Extinct Arkansas town shares name with object 4 billion miles away

Earl Pepper said he and his wife are the only residents of what had been the town of Ultima Thule. The town is gone now, but an object of the same name, located 4 billion miles away, has drawn attention after a visit from the New Horizons spacecraft.
Earl Pepper said he and his wife are the only residents of what had been the town of Ultima Thule. The town is gone now, but an object of the same name, located 4 billion miles away, has drawn attention after a visit from the New Horizons spacecraft.

People think Ultima Thule is uninhabitable, but Earl Pepper says it's not so.

Pepper said he and his wife, Mary Ellen Pepper, are the only residents of what had been Ultima Thule, Ark.

The town is gone now. It was an early trading post on the border between Sevier County and the Choctaw Nation in Oklahoma. The name "Ultima Thule" dates from the late Roman Empire and means "beyond the borders of the known world."

Earl Pepper said he's been getting some strange questions lately. That's because Ultima Thule has a namesake 4 billion miles away, on the other side of Neptune.

That Ultima Thule was buzzed on New Year's Day by the New Horizons spacecraft, which sent stunning images back to Earth of what appeared to be a dirty snowman in space.

"I saw that on the news about the spacecraft," Pepper said Thursday while on a trip to his native Alabama. "I find that interesting."

Pepper said he didn't know how a contact binary in the Kuiper Belt came to have the same name as an extinct Arkansas town.

Turns out, a public vote was taken in 2014 to give a nickname to the 21-mile-long object officially known as 2014 MU69.

Out of 34,000 public suggestions, the names were narrowed to 37 for a vote, and Ultima Thule won. It beat out Ano Nuevo, Tiramisu, Lewis & Clark, Peanut/Almond/Cashew, Nubbin and Olaf, to name a few.

Joseph W. McKean settled Ultima Thule in 1833, according to Goodspeed's 1890 Biographical and Historical Memoirs of Southern Arkansas. McKean was the first merchant and postmaster in town. He was "intimate friends" with Andrew Jackson and Davy Crockett back in Tennessee, according to Goodspeed's.

Legend has it that McKean named Ultima Thule, but he may have gotten the name from missionaries who accompanied the Choctaw to the Indian Territory in the 1830s, according to A Standard History of Oklahoma by Joseph Bradfield Thoburn.

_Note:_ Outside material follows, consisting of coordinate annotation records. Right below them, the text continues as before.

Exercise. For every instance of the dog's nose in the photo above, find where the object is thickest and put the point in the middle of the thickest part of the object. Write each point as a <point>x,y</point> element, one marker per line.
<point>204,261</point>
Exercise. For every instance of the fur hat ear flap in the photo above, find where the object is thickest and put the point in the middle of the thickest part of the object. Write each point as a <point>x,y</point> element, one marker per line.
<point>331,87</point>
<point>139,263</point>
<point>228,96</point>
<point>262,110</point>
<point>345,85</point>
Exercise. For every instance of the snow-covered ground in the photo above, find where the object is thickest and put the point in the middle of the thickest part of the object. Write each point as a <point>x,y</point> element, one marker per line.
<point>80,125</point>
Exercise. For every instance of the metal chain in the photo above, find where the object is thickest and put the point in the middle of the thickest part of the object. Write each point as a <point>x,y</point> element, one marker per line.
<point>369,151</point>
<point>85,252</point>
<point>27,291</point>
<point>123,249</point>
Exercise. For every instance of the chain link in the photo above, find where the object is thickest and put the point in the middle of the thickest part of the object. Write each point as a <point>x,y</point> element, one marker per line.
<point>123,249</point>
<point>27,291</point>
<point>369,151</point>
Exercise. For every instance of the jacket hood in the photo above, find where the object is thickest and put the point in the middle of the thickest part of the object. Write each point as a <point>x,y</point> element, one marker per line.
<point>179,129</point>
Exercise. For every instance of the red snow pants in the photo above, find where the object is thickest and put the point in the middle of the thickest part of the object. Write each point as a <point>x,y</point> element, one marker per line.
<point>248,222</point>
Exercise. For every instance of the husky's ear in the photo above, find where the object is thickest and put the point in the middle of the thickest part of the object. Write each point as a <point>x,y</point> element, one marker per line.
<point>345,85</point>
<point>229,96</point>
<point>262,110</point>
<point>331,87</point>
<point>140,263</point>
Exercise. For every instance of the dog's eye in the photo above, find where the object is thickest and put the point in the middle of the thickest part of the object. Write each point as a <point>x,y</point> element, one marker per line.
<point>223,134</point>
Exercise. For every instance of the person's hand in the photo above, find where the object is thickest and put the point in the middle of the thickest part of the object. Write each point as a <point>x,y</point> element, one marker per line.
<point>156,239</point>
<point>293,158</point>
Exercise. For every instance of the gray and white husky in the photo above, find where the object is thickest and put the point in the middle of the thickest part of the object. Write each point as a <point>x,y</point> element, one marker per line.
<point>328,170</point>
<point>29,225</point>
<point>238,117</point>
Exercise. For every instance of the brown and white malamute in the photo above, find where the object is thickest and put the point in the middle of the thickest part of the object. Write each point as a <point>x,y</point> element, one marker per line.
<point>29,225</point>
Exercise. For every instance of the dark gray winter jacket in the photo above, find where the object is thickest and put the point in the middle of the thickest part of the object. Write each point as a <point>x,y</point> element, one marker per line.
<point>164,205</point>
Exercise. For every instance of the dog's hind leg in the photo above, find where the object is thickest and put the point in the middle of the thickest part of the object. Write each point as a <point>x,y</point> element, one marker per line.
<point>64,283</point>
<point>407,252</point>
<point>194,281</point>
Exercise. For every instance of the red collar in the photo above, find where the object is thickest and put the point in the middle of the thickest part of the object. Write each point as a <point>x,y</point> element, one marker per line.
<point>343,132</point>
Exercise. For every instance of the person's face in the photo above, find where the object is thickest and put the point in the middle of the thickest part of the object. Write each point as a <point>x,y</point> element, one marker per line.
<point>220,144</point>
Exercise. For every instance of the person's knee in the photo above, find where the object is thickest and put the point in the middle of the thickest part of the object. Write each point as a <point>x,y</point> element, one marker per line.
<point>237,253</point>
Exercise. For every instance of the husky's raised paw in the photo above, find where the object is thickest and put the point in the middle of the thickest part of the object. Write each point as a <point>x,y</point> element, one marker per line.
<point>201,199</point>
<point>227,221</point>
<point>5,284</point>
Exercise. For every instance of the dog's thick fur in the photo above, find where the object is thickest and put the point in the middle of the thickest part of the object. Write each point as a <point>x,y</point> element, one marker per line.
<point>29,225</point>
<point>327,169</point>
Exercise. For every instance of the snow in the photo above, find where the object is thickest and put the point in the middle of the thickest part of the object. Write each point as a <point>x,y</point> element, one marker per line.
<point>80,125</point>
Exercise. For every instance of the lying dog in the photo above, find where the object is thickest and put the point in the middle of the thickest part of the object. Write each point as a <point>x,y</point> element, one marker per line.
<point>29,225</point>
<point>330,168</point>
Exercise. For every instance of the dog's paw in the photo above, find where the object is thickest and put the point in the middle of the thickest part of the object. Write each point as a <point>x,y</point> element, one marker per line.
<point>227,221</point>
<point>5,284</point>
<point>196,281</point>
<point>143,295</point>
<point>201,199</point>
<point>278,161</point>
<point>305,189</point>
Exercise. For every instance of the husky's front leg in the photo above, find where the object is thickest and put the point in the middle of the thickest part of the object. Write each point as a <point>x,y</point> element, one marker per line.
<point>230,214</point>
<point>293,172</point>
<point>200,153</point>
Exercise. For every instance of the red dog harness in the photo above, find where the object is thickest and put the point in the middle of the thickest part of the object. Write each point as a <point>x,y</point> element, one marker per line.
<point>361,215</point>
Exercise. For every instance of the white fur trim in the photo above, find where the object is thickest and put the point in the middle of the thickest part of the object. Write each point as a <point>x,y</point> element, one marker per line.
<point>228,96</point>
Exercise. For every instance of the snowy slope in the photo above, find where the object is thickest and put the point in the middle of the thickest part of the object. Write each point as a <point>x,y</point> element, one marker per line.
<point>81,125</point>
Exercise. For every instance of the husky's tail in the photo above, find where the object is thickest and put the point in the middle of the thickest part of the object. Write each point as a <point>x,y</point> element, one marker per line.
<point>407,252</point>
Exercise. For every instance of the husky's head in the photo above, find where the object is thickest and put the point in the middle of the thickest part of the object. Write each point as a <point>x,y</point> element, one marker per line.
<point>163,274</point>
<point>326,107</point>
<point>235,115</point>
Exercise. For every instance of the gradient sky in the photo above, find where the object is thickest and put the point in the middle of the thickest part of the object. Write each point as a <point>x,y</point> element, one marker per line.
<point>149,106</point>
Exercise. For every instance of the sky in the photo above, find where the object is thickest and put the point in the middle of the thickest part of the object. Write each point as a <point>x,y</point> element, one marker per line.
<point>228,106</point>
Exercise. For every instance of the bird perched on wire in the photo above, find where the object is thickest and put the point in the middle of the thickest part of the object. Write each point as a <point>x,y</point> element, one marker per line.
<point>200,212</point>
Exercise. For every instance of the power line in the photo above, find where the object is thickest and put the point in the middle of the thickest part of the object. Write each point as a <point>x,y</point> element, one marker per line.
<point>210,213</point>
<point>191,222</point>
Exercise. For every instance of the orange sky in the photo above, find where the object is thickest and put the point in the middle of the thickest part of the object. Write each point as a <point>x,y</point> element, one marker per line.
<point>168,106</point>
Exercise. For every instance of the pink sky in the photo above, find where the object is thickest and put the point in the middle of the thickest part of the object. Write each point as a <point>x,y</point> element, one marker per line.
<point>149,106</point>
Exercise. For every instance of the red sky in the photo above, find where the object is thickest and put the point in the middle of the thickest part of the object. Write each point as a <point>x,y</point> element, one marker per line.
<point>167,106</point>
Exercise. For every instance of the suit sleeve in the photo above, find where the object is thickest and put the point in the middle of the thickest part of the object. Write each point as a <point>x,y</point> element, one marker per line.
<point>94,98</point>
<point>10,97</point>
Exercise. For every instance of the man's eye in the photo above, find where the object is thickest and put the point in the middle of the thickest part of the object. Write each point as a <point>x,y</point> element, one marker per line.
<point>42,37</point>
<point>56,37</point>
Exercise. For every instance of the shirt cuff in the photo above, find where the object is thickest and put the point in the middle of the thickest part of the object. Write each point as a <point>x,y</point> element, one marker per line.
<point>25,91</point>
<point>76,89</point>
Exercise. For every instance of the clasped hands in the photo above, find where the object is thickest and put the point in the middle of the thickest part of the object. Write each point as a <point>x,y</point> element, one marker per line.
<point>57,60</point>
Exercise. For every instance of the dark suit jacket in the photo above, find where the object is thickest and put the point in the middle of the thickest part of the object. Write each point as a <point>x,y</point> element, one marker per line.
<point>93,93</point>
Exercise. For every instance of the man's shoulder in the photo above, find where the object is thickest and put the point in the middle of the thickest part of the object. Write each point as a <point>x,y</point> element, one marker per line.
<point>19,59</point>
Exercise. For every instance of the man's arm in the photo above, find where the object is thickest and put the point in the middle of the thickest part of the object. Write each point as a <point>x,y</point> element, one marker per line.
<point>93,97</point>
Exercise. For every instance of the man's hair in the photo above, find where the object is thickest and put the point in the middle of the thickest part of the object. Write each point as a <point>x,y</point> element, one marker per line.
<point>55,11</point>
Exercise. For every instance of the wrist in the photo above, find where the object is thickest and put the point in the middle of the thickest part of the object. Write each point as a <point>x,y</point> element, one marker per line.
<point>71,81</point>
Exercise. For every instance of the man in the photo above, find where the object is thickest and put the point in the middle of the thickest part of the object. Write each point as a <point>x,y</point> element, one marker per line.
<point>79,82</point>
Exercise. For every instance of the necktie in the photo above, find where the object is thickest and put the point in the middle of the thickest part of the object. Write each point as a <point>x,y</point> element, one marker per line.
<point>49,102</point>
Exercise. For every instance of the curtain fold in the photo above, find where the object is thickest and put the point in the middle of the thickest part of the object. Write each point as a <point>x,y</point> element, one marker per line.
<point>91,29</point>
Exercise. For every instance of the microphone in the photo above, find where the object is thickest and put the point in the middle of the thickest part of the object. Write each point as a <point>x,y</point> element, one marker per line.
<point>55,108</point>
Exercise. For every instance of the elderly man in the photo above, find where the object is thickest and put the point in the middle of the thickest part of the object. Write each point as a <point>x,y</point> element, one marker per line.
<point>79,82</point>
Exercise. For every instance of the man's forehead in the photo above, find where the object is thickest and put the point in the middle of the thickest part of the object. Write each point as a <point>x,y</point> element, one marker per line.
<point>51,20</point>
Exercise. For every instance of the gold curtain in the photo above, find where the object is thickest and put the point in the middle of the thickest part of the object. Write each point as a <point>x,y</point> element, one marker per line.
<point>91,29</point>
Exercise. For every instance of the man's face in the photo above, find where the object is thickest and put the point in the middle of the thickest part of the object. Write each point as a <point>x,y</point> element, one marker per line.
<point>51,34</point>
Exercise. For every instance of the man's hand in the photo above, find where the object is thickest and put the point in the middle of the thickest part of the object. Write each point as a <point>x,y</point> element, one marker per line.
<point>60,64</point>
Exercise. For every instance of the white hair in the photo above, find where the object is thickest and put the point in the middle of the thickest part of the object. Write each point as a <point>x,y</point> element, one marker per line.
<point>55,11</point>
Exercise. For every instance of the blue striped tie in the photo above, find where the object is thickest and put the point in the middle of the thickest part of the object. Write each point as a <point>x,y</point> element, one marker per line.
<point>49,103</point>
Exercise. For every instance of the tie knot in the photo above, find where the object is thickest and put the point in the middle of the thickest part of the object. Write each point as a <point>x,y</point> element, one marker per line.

The missionaries christened the site Ultimathule, meaning the "last stop," Thoburn wrote. Then they crossed the border and christened the first Indian camp in the Choctaw Nation with the same name, Ultimathule. About all that's left of Ultima Thule, Okla., are a couple of beer joints, which don't appear to have any historical significance.

Karen Mills, director of the Sevier County Museum in De Queen, said other documents indicate that Ultima Thule was named by Ambrose Hundley Sevier, for whom the county was named.

Mills said Ultima Thule had a post office from 1836 to 1907. There is still a cemetery in the area, usually known as the Ultima Thule Cemetery. McKean is buried there.

A plaque there reads: "This Masonic cemetery is the last vestige of Ultima Thule, once a lively trading post on the Military Road between Washington, Hempstead County, and Fort Towson, Choctaw Nation."

On television, scientists and newscasters pronounce it Ultima too-lee, rhyming with Julie.

In Sevier County, they call it Ultima thew-l, pronounced more like Thule is spelled.

"A tornado wiped that whole town out," John Waldon of De Queen said of Ultima Thule, Ark. His mother was from the area.

"At one time it had hotels, saloons, the whole nine yards," Waldon said.

But one house remains from historic Ultima Thule. It's home to the Peppers.

They moved to Sevier County in 2011 after Earl Pepper retired. Pepper, 75, had spent 25 years working for the Arkansas Department of Correction, where he was officially known as "assistant head farm manager/horses."

The house is owned by the family of John Hendrix, a Texas oil man who grew up near Gillham in Sevier County.

"I live in the only house in Ultima Thule," Pepper said. "I work there on that ranch. I no longer want to be in charge of anything. I am just a common puncher there."

He means cowpuncher, which is another name for cowboy or ranch hand.

"I'm on horseback pretty much every day when I'm there," he said.

People kid him about being the mayor of Ultima Thule.

"I told someone recently I thought about appointing my dog as mayor so I wouldn't have that kind of stress anymore," he said.

Pepper said he doesn't suspect the New Horizons adventure will mean an increase in tourism in Ultima Thule, Ark., but he saw some hoodies advertised that had "Ultima Thule, Oklahoma" emblazoned across the front.

So the idea isn't totally out of this world.